Dengan demikian, dapat disimpulkan bahwa moral atau kesusilaan adalah
keseluruhan norma yang mengatur tingkah laku manusia di masyarakat untuk melaksanakan
perbuatan-perbuatan yang baik dan benar.
Solusi
Kompleksitas demoralisasi mahasiswa saat ini memang memerlukan solusi yang
tepat agar kelestarian moral yang ada pada mahasiswa dapat terjaga. Mahasiswa adalah
agen pembangunan dan moral adalah perawat dari agen tersebut. Rusaknya moral butuh
penanganan dari berbagai aspek, meliputi sosial-budaya, agama, pendidikan, serta politik
dan hukum.
Pada aspek sosial-budaya dibutuhkan perbaikan kondisi sosial dan penyaringan
budaya (culture filtering) dalam lingkungan mahasiswa. Perbaikan tersebut dapat berupa
penataan sistem sosial dimana masing-masing komponennya berfungsi secara positif. Dan
bentuk culture filtering adalah berupa sosialisasi dan internalisasi kearifan lokal yang
berfungsi positif dalam proses akulturasi kebudayaan.
Di bidang keagamaan, agama memiliki kearifan yang luhur dalam urusan moral.
Masing-masing agama memiliki karakteristik yang berbeda, tetapi pada akhirnya bertujuan
untuk mengatur manusia agar tetap dalam jalan yang benar.

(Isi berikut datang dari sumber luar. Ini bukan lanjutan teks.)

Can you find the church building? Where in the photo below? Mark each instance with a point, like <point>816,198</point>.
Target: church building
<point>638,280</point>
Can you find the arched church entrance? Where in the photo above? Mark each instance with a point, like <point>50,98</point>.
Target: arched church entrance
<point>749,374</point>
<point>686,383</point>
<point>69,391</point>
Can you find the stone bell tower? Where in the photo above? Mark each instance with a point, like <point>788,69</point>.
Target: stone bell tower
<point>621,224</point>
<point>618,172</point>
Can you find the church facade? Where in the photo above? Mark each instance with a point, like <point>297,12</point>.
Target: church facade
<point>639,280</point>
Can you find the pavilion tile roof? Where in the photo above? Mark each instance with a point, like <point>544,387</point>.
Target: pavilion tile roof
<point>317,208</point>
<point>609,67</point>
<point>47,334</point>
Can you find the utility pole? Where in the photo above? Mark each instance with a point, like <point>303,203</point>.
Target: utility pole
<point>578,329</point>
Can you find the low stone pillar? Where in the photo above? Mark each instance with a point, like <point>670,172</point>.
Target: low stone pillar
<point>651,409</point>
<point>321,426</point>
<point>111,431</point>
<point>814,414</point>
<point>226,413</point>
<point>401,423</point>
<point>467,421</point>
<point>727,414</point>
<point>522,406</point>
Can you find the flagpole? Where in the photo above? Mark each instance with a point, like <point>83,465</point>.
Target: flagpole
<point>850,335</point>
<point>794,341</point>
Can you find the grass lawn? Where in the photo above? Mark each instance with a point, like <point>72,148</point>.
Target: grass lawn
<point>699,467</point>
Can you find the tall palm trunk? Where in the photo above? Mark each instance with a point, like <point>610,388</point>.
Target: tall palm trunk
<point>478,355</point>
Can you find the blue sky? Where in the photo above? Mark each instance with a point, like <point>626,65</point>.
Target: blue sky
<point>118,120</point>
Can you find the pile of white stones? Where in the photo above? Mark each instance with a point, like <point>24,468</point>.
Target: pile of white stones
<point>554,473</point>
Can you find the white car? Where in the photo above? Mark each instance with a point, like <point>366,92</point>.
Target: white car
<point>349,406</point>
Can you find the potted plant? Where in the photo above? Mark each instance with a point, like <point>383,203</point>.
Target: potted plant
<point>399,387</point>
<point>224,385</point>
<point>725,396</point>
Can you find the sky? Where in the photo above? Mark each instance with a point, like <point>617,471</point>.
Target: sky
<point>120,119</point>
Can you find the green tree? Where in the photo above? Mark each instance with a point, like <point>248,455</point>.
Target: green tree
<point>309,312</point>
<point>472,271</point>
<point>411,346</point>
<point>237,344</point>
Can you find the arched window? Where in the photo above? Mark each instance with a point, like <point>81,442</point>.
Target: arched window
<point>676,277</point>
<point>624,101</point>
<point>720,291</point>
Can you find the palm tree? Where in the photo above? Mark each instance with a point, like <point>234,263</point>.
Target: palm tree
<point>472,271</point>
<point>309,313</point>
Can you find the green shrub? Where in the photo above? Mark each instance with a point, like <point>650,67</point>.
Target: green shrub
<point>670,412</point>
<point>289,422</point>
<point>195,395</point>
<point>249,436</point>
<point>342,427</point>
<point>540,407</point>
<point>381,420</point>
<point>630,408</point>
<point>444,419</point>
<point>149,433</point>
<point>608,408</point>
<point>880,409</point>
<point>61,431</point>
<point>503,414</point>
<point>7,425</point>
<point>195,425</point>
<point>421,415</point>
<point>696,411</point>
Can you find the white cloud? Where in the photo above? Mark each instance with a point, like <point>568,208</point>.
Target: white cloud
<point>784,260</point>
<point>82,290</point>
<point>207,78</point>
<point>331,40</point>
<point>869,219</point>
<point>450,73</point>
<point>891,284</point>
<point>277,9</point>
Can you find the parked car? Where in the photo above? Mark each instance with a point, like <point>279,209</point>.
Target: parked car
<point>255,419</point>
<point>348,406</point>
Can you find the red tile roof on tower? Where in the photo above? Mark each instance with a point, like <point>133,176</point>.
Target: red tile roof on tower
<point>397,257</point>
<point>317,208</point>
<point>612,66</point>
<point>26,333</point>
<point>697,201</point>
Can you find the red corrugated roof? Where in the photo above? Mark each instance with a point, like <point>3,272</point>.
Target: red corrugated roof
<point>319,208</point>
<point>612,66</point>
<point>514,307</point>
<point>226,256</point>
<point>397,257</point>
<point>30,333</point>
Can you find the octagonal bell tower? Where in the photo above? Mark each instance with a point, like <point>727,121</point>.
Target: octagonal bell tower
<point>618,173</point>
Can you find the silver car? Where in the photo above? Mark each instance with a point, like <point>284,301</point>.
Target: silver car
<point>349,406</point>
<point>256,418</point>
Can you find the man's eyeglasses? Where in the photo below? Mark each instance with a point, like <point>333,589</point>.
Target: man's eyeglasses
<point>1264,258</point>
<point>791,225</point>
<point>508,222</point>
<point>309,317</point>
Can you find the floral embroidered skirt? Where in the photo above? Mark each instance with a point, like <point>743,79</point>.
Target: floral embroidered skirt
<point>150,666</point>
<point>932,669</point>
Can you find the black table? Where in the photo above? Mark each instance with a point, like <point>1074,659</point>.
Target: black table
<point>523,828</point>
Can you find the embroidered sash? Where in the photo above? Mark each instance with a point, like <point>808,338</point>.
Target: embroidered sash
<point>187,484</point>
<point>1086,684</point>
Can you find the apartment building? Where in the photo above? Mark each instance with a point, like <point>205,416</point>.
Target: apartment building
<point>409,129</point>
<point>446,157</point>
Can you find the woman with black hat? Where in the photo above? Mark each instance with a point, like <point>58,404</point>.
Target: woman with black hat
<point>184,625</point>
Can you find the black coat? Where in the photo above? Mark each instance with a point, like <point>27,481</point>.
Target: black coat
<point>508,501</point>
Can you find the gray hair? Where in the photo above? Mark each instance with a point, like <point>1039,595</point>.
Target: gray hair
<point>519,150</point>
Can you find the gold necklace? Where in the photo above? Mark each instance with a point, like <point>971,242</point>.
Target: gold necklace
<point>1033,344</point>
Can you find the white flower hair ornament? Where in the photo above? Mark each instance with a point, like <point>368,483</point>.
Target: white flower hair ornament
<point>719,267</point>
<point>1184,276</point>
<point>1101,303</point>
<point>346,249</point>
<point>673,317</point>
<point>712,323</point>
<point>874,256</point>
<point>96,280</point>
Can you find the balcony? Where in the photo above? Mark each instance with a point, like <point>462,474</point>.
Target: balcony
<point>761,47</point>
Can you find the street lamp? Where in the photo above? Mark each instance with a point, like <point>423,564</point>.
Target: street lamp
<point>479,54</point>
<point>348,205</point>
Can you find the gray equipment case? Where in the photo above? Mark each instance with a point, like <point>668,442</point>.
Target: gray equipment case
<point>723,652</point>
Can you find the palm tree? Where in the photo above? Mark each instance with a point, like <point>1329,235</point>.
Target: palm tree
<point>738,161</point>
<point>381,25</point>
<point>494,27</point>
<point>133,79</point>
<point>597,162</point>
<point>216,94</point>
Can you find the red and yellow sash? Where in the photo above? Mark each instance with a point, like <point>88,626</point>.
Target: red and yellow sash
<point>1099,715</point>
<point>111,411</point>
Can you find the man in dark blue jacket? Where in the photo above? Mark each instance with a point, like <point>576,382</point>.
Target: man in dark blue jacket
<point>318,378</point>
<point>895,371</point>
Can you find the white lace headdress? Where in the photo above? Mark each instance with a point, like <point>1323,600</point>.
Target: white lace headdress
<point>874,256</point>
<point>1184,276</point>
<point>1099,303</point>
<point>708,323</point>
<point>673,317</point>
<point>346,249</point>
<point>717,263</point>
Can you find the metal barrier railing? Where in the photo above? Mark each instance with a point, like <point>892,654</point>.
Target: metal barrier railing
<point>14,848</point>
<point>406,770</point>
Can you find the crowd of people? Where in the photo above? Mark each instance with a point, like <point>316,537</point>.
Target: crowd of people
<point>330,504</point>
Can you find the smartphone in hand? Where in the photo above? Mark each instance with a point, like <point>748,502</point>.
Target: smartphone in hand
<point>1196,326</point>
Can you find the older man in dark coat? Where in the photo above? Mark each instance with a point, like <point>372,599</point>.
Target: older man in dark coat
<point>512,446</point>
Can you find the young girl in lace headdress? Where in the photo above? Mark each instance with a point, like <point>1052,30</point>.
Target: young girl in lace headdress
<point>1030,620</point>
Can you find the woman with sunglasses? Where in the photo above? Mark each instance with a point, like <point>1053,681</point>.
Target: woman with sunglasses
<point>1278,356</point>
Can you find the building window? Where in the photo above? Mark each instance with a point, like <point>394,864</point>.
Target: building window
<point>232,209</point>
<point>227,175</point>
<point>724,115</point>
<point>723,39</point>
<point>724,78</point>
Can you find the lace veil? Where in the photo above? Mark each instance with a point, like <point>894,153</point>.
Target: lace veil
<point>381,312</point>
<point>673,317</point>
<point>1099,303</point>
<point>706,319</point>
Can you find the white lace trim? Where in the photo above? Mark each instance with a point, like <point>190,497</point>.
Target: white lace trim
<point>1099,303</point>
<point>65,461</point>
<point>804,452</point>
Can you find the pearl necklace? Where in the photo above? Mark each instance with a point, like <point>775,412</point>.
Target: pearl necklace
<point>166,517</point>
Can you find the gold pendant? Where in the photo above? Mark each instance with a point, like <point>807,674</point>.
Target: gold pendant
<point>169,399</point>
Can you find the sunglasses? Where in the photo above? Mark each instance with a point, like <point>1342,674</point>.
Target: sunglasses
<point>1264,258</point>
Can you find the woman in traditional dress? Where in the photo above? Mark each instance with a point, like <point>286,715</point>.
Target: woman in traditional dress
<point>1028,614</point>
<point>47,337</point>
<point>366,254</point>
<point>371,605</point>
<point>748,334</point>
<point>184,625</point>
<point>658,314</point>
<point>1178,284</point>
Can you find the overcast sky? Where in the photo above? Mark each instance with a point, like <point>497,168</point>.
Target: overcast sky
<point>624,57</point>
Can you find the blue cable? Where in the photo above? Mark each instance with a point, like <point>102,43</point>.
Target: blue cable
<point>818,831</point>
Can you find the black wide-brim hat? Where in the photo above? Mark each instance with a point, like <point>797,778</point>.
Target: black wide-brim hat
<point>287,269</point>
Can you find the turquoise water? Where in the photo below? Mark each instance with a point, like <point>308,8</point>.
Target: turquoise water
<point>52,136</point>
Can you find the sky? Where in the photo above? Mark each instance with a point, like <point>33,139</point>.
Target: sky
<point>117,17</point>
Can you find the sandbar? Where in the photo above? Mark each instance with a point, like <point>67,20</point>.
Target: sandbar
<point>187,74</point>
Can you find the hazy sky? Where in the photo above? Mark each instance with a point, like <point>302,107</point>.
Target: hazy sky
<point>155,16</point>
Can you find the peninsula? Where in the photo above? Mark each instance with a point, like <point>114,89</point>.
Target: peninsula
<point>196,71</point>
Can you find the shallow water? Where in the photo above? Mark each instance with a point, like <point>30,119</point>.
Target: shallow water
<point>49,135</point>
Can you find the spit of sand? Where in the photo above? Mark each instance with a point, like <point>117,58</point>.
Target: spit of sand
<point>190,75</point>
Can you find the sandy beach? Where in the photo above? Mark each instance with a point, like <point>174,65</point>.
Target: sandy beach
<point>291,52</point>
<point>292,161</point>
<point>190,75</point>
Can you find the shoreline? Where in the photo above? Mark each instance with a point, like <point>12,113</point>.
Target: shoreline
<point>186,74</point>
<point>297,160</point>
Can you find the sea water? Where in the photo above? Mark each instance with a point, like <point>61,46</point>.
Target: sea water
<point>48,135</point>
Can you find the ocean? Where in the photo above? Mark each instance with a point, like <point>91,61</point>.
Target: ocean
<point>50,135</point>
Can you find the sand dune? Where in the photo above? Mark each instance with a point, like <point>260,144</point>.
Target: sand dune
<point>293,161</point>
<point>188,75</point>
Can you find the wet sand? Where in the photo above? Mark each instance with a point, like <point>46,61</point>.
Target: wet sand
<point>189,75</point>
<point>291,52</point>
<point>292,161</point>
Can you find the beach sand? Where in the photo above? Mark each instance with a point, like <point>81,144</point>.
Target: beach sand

Dunia pendidikan adalah tempat dimana mahasiswa berkecimpung. Hakikat
pendidikan adalah membentuk manusia seutuhnya. Seutuhnya berarti tidak berperilaku
seperti binatang, dengan kata lain berperilaku sesuai akal pikiran dan hati nurani.
Berperilaku sesuai dengan akal, pikiran dan hati nurani berarti berdasarkan nilai-nilai moral.
Diperlukan pendidikan moral yang secara khusus merujuk pada soft skill mahasiswa sebagai
dasar berperilaku akademis
Politik dan hukum menyangkut kebijakan penguasa atau pemerintah. Pemerintah
seharusnya berperan aktif dalam upaya perbaikan moral. Peran aktif tersebut dapat berupa
program-program penyuluhan atau bimbingan. Lalu hukum yang tegas dan adil harus
ditegakan untuk memberikan efek takut bagi yang belum melanggar dan efek jera bagi yang
sudah dihukum.
Dari uraian di atas dapat disimpulkan dasar solusi dalam upaya perbaikan moral.
Solusi-solusi tersebut yaitu:
Kualitas keimanan. Sebagai umat beragama, mahasiswa harus memiliki keimanan yang
teguh sebagai pegangan dalam berperilaku yang positif. Karena setiap agama pasti memiliki
nilai-nilai moral yang luhur dan arif.
Kualitas keilmuan. Mahasiswa di negeri ini harus memiliki intelegensi agar tidak mudah
dibodohi oleh kebudayaan asing yang buruk. Selain itu agar mahasiswa memiliki
kemampuan yang prima tekait bidang teknologi dan informasi. Dengan itu secara otomatis
akan memunculkan kondisi moral yang baik pula.
Kualitas keamalan. Mahasiswa harus memiliki etos kerja yang tinggi. Yang juga akan
menjauhkan mereka dari kegiatan yang kurang bermanfaat.
Moral yang merupakan keseluruhan norma yang mengatur tingkah laku sudah mulai
tidak lagi digunakan sebagai penunjuk jalan berperilaku, terutama bagi mahasiswa yang
merupakan agen pembangunan. Demoralisasi kaum akademik ini sangat berpengaruh
terhadap kualitas sumber daya manusia baik untuk saat ini maupun untuk masa depan
kelak. Secara umum bentuk dari perilaku amoral mahasiswa adalah seks bebas, minuman
keras, narkoba, perkelahian atau juga tawuran, kriminalitas dan lain-lain. Semua hal
tersebut ditandai dengan budaya hura-hura, mengutamakan duniawi dan konsep just for
having fun.
Implementasi solusi yang tepat untuk mengatasi demoralisasi mahasiswa adalah
berupa penanaman nilai-nilai keagamaan sehingga menumbuhkan keimanan pada masing-
masing agamanya, pembekalan ilmu yang cukup sebagai referensi dalam bertindak, dan
yang terakhir adala pengamalan mahasiswa yang memiliki ethos kerja tinggi dalam rangka
berkarya untuk masyarakat.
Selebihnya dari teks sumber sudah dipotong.